Last year’s record profit came on the back of a $158.4-million or 12.8-percent upsurge in revenues, which also reached a new high of $1.39 billion.

PAL said strong performances by the passenger and cargo businesses, coupled with some non-recurring items, contributed to the expansion.

The airline company said passenger carriage led the way, with PAL ferrying a total of 6.9 million passengers on 21,252 flights during the year, attaining a load factor of 76.8 percent, its highest in 15 years.

On the other hand, expenses increased 6.4 percent to $1.3 billion, principally due to the continued rise in jet fuel prices from an average of $71.79 per barrel in 2006 to $79.81 per barrel in 2007, thereby adding $35.7 million to PAL’s fuel bill, which ballooned to $401.9 million last fiscal year.

PAL said it managed to keep other expenses in check by relentlessly controlling costs, and improving systems and productivity. For instance, it recently completed the implementation of electronic ticketing throughout its network which made them the first Philippine carrier to fully adopt the customer-friendly technology.

Since entering an SEC-supervised rehabilitation framework in June 1999, PAL has consistently posted an operating income for eight consecutive years and a net income in six of those eight years, key indicators that the flag carrier is on the cusp of a sustained run of financial viability.

Bautista said the profit plow-back is manifested by PAL’s ongoing modernization programs for both its narrow-body and wide-body fleets.

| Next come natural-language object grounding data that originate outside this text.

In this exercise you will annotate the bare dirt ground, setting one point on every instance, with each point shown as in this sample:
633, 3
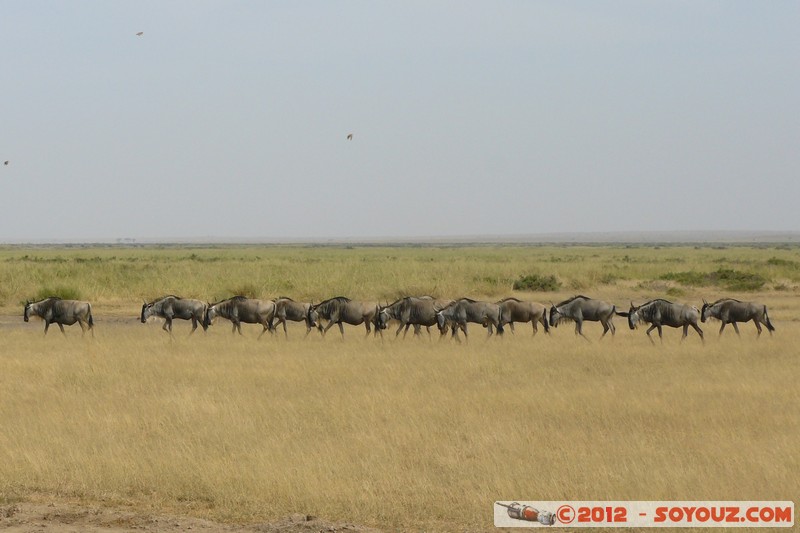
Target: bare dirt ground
75, 518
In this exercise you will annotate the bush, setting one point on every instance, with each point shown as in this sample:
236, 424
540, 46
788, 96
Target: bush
535, 282
730, 279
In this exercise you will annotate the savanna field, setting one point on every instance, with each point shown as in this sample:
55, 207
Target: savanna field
414, 433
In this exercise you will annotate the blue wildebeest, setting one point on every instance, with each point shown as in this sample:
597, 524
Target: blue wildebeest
242, 309
288, 309
580, 309
459, 313
660, 313
730, 311
171, 307
514, 310
411, 311
341, 310
54, 310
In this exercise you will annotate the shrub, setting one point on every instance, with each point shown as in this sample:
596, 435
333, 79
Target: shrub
535, 282
730, 279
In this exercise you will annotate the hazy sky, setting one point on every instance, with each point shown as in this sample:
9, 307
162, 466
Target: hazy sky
229, 119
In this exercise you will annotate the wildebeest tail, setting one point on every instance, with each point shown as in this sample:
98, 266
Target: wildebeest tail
770, 327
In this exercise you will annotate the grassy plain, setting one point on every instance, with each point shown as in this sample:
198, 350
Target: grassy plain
402, 434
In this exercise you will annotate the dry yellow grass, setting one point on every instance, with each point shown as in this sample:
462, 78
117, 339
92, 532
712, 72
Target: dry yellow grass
411, 434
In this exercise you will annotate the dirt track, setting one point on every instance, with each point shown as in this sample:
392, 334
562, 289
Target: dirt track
69, 518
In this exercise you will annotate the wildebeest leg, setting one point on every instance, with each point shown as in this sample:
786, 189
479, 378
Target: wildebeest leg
700, 332
651, 328
579, 330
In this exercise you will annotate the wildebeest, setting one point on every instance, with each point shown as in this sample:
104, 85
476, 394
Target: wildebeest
580, 308
54, 310
341, 310
730, 311
411, 311
664, 313
514, 310
288, 309
171, 307
465, 310
242, 309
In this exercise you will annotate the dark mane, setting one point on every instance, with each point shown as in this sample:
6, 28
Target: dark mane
164, 298
336, 298
725, 300
398, 301
565, 302
655, 301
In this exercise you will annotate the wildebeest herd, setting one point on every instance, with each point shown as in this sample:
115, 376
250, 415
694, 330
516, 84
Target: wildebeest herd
419, 312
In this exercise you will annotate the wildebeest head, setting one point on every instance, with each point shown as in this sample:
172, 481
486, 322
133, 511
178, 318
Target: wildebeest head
633, 316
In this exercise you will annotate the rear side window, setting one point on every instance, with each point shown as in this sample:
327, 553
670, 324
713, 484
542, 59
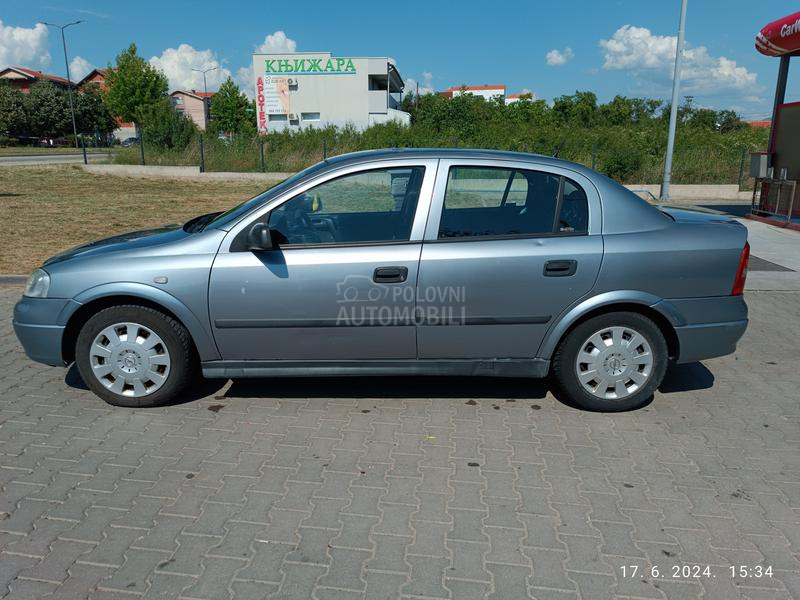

The airline is in the midst of acquiring up to 20 Airbus A320-family jets, with six units already delivered, four due later this year and five more in 2008, in addition to five option aircraft.

PAL has also signed for the acquisition of six Boeing 777-300ER aircraft, comprising four firm orders and two leased units, to boost its long-haul operations to North America and other destinations.

Bautista said PAL will invest from $50 million to $100 million to reconfigure and refurbish cabin interiors on its existing wide-body fleet.

He added that major investments will also go towards continuously upgrading the airline’s safety and security standards as well as its technology, infrastructure and human-resource assets.

Part of this thrust, he explained, is the planned investment of up to $50 million in the development of PAL’s presence at the emerging aviation hub in Clark Field, Pampanga.

“We are undertaking all these as an investment for the future. Our vision is for PAL to reclaim its accustomed place among the region’s premier airlines and we are on track towards that goal,” Bautista said.